The variance allows the owner to have one lot comprising six acres and a second lot comprising 2.6 acres. Both lots will be used by Avis car rentals to house more than 2,000 cars for car storage only, with no on-site repairs or maintenance to be allowed.
The hours of operation for the lots will be from 8 a.m. to 8 p.m. to transport cars to the Avis lot at Logan Airport. The storage of the cars in Revere will mean more than $750,000 in excise taxes for city coffers.
“This is a good project,” Ward 6 Councilor Richard Serino said. “There will be minimal use on the lot, as well as an improvement to what is there.”
City Council President Anthony Zambuto added his support for the variance, which was approved unanimously by the ZBA.
In other matters, a request to re-subdivide a lot on Dedham Street was brought before the Board.
At present there are two lots at 25 Dedham St., consisting of 5,300 sq. feet, and a second lot at 29 Dedham Street, consisting of 2,687 square feet, according to a 1936 plot plan. The house that had been located at 25 Dedham Street was destroyed by a fire in 2017.
David and Margaret Mellon, the owners of the property, came before the board seeking variances for two lots, one for a new address of 27 Dedham St., for a two-family house, and the second at 29 Dedham St. for another two-family house. Both of the reconfigured lots would consist of 4,000 square feet and required variances pertaining to minimum lot size, lot frontage, minimum side yard setback, minimum height, and minimum landscaping in the front yard.
The owners, after meeting with neighbors prior to appearing before the ZBA, had changed the location of the two structures to increase the distance from the abutters from five feet to 11 feet.
“I spoke to the neighbors and they are excited about the project,” said Ward 4 Councilor Patrick Keefe. “Both the developer and property owners have worked it out with the neighbors.”
Board member Arthur Pelton spoke of a concern that had been expressed by one of the abutters, but her concerns were addressed.
The ZBA unanimously granted the variances.
Anthony Cacciola sought a variance to be able to park in the front yard and construct a single-family home at 191 Endicott St. The lot consists of approximately 5,000 square feet and would include two parking spaces in the front that would measure 18-by-18 feet for two cars.
Robert Salvo, an engineer for the project, noted that many houses on Endicott Ave. have front-yard parking because the homes are on a hill and are set back. He also noted that locating the parking spaces in front of the proposed new home would be less disruptive to the neighborhood because placing a driveway on the side of the proposed new home would require much more excavation.
Michael Tucker, the ZBA chairman, requested that the depth of the parking spaces be increased to 20 feet to allow a larger car to park without overhanging the sidewalk.
Ward 1 Councilor Joanne McKenna supported the projects and the variance was granted unanimously. It now heads to state plan reviews.
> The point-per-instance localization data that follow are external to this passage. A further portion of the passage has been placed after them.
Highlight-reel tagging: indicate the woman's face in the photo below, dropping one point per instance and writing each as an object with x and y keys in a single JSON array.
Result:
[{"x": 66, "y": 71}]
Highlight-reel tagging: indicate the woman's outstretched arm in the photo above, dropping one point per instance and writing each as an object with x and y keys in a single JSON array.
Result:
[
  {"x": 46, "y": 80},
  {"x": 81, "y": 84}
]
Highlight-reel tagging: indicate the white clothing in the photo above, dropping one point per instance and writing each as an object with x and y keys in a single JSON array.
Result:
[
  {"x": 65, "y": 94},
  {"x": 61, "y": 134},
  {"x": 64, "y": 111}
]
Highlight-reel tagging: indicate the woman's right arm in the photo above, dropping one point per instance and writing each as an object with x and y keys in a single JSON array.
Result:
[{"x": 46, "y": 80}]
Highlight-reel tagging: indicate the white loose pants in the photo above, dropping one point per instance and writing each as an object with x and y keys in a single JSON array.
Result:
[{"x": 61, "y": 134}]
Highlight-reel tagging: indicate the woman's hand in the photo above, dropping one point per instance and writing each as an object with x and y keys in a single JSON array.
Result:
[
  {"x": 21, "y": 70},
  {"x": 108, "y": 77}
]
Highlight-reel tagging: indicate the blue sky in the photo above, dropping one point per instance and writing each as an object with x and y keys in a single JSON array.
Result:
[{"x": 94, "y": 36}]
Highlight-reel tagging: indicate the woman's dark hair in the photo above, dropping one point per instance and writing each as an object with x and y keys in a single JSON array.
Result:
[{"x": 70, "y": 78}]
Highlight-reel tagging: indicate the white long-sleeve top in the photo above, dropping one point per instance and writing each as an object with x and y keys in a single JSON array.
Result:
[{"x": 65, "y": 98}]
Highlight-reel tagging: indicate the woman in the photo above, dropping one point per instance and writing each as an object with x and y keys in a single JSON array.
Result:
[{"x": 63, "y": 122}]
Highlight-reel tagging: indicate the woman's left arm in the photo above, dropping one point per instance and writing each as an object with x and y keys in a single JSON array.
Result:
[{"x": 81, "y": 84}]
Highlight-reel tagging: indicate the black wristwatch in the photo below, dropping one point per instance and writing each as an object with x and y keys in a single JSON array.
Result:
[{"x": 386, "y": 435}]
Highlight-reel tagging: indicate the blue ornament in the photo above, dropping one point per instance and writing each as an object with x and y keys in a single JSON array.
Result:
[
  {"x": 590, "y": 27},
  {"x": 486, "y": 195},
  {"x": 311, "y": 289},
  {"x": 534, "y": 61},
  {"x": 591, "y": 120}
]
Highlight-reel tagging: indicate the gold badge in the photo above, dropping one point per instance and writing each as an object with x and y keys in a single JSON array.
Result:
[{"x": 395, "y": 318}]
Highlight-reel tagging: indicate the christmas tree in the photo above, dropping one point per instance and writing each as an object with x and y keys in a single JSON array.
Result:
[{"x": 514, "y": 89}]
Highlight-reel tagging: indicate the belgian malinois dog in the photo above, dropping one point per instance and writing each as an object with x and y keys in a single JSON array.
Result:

Two inches can make all the difference. That is what contractor Pasquale Guarracino found out when he applied for a variance to exceed the maximum grade requirement for outdoor parking at 279 and 287 Suffolk Ave.
Guarracino said that being built on a hill, the siting for the house on the lots was off and this resulted in the driveway not meeting code for maximum allowable grade.
Council President Zambuto spoke on the matter, saying, “I visited the site and would never have known that the driveways were off. It would be more disruptive to the neighborhood to tear up the driveways and start over again.”
Ward 4 Councilor Keefe echoed Zambuto’s thoughts, adding, “There will be goodwill from the contractor with the neighborhood for his other projects on Suffolk Avenue.”
The variance was granted unanimously.
In the last matter before the board, Najeeb Badar and Sundus Najeeb Badar were seeking variances for minimum front and rear yard setbacks in order to build a 498 square-foot, one-level addition and back and front porches at 38 Grover Street.
The Badars, who have lived there for 13 years, were seeking the enlargement of their single-family home to accommodate their growing family as well as their parents. They had spoken to all of the neighbors who supported their request.
”I am excited to speak for this and I am truly most supportive of their request,” said Councilor Serino.
The variance was unanimously granted.
Three other matters were continued until the board’s February meeting: The variances for 951 Revere Beach Parkway, seeking to construct an addition over a city easement; variances for 33 Cambridge Street to change a single-family dwelling into a two-family; and a request to approve making one lot into two lots at 149 Breeders Lane.